Merkez İstatistik Bürosu dün, ardı ardına yönetime geçen İsrail hükümetlerinin Etiyopya'dan gelen Yahudileri kabullenemediğini, neticede bu kesimin yüzde 41'inin (bu oranın tüm İsrail genelinde ise yüzde 14 olduğu biliniyor) ekonomik ve toplumsal bozulmadan muzdarip tutulduğunu gösteren verileri yayınladı. Bu kesimden şahıslar aleyhindeki suç dosyaları yüzdesinin yaklaşık yüzde 12 (diğer Yahudi mezhepleri genelinde ise yüzde 5), okulu terk edenlerin ise yüzde 10 olduğu ifade edildi.
Etiyopyalı Yahudilerin yüzde 68’ini bünyesinde toplayan ordu dahi Etiyopyalıları korumayı başaramıyor. Yüzde 15 oranında Etiyopyalı ordu saflarını terk ederken bu oranın Yahudiler genelinde yüzde 11 olduğu kaydediliyor.

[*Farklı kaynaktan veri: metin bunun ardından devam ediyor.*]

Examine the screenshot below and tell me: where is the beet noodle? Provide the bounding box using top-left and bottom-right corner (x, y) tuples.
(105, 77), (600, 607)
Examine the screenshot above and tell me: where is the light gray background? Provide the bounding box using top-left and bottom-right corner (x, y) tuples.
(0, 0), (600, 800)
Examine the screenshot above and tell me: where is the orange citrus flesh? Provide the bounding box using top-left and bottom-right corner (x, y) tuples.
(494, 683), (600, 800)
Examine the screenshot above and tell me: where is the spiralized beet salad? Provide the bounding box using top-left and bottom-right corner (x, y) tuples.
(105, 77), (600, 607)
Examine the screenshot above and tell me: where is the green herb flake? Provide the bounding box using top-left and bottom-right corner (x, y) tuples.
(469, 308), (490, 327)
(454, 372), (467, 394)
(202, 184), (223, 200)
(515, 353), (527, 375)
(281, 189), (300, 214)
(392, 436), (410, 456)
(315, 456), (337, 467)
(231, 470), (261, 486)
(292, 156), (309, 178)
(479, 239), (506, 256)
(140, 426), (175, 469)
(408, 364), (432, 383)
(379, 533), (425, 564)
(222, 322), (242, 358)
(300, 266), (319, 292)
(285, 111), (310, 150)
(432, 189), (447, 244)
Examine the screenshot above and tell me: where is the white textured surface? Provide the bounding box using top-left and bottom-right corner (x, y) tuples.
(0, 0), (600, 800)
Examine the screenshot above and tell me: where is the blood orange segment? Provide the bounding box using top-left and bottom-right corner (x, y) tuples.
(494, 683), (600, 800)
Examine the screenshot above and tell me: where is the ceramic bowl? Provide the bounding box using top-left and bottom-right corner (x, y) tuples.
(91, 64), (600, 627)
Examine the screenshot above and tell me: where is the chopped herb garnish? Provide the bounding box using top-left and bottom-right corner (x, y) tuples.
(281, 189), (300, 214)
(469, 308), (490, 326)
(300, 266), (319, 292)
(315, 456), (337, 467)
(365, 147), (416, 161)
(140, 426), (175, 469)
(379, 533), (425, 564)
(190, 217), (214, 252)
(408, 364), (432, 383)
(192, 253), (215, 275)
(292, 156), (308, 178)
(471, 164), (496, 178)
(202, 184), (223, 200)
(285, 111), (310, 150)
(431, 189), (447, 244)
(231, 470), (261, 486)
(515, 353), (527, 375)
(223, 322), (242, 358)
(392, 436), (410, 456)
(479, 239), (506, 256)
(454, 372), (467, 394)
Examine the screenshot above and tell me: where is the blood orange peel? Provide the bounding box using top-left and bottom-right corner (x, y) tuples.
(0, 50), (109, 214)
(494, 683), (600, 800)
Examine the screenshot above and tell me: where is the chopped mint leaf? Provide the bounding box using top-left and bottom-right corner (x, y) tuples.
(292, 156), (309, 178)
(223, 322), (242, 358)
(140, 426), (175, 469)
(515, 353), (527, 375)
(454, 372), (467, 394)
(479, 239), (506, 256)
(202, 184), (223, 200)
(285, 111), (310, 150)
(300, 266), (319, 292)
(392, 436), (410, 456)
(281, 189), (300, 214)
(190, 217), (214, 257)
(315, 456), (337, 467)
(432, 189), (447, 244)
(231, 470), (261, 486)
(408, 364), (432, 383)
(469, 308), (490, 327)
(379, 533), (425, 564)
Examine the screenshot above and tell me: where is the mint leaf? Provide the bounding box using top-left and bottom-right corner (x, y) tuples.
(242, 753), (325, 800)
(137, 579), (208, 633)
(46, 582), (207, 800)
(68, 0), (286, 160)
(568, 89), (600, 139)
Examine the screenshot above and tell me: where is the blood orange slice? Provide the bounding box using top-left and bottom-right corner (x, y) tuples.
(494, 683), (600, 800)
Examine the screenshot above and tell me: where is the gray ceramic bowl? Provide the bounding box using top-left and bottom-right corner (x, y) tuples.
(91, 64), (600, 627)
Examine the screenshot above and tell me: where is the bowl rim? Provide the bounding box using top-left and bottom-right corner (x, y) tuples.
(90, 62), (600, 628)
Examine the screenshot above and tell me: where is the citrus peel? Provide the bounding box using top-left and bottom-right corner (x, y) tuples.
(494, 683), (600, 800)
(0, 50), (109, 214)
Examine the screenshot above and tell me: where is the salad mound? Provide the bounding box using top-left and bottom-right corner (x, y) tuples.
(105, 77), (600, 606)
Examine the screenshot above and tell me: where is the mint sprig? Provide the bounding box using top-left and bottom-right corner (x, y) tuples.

Devlet Hizmetleri Komisyonu’nun 2021 tarihli raporunda şu ifadelere yer verildi:
“İsrail hükümeti, devlet hizmetlerinde en zayıf kesimlere verilen payın artırılmasını öngören yasayı uygulamadı. Kanun; devlet hizmetlerindeki üst düzey pozisyonların yüzde 50'sinin kadınlara, yüzde 5'inin engelli erkeklere, yüzde 10'unun Araplara, yüzde 1,7'sinin Etiyopyalılara, yüzde 7'sinin ise Haredilere tahsis edilmesini öngörüyor. Ancak devlet hizmetlerinde hiçbir grubun yeterince temsil edilmediğini görüyoruz.”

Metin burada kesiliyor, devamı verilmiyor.